In Trump, military contractors have a cat’s-paw easy to manipulate. Trump has all the traits a military contractor wants: 1. A lack of empathy with any perceived enemy, which translates to a willingness to inflict pain and suffering on innocent bystanders, especially those not of European background. 2. An emotional need to always project power and never appear wrong, a basic flaw of American foreign policy since the time of Teddy Roosevelt and Elihu Root, only elevated to a psychopathic extreme by Trump.
3. A losing hand in the next presidential election, which history strongly suggests would quickly change to a popular mandate merely by declaring war and sending troops to fight on foreign lands.

The profit motive behind waging perpetual war makes more sense to me than other explanations, such as the nefarious influence of Saudi Arabia, which sees Iran as its regional rival. While it is clear that our decision to aggressively support the Saudis in the Middle East has contributed much to our bad relations with Iran, selling out the United States to achieve a Saudi objective would not occur to Trump. He is only interested in selling out his country of residence for his own selfish interests. Thus, unless the Saudi princes have been bolstering the finances of Trump, the Trump organization and the Trump family to the degree that they make all the real decisions, I don’t see Trumpty-Dumpty going to war to help them out.

I also reject the influence of the Netanyahu government as a deciding factor. True enough, Netanyahu pretty much needs perpetual war for very much the same reasons as Trump does: to sidetrack the citizenry from his corruption and incompetence and to satisfy the voracious appetite of Israel’s (and the U.S.’s) military contracting industry. But Israel is more of a client state than even Saudi Arabia is. We funnel billions a year into the Israeli economy and military. If anything, the decision-making flows from the United States to Israel, and not the other way around.

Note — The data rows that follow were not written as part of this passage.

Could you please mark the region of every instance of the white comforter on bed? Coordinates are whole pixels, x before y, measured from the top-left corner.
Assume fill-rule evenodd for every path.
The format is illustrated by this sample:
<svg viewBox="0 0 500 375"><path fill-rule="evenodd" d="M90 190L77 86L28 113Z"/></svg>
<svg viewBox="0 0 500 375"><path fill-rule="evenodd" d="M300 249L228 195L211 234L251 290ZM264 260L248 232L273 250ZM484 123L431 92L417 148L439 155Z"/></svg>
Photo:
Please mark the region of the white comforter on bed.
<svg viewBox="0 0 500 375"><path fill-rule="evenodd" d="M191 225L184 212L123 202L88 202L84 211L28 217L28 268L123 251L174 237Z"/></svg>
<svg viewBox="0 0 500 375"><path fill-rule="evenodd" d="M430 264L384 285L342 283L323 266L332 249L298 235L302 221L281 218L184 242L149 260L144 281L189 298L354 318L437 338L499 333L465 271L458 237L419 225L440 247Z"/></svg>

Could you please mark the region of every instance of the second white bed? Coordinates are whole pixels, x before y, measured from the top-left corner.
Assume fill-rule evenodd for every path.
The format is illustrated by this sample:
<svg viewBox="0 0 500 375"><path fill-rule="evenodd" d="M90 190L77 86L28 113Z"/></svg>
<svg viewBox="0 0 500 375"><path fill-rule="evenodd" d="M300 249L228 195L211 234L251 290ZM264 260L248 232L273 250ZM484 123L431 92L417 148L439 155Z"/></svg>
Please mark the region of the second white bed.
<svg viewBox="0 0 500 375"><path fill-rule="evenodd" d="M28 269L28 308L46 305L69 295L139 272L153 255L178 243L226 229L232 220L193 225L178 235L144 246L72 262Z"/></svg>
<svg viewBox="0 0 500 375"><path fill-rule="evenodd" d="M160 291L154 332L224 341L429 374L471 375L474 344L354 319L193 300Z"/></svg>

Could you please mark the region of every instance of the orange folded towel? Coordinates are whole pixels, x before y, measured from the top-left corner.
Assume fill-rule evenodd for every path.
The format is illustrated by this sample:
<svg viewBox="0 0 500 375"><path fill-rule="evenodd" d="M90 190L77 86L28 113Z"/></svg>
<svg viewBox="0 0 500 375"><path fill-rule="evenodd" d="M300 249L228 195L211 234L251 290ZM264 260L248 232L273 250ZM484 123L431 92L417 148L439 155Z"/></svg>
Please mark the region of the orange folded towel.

Certainly the idea that war with Iran would be necessary and justified because of Iran’s acts of hostility towards the United States is complete nonsense. It was Trump who walked away from the Iran Nuclear agreement. Since then, Trump has been adding more sanctions on Iran, which has hurt the Iranian economy and its people. No one in their right mind should want Iran to have nuclear weapons, just as no one in their right mind should want the United States, Russia, France, Great Britain or any of the other 195 odd countries of Earth to have a nuclear capability. It is disappointing that Iran has started producing nuclear fuel again, but what do you expect them to do in light of the shredded agreement? Developing weapons is one of the few trump cards Iran can play in negotiations to drop economic sanctions against it.  Iran, however, has pledged not to fight a war, and really why would they want to? They have seen what war did to Iraq and Afghanistan. Iran is an inherently rich country with lots of natural resources beyond oil, an educated population and a fairly large middle class. Their leadership has not and is not going to commit any aggressive act of war against the United States or Saudi Arabia.

My conclusion: The most logical reason for instigating a full-scale war with Iran must be to continue to support the business objectives of military contractors.

I fear that we are in the age of perpetual warfare.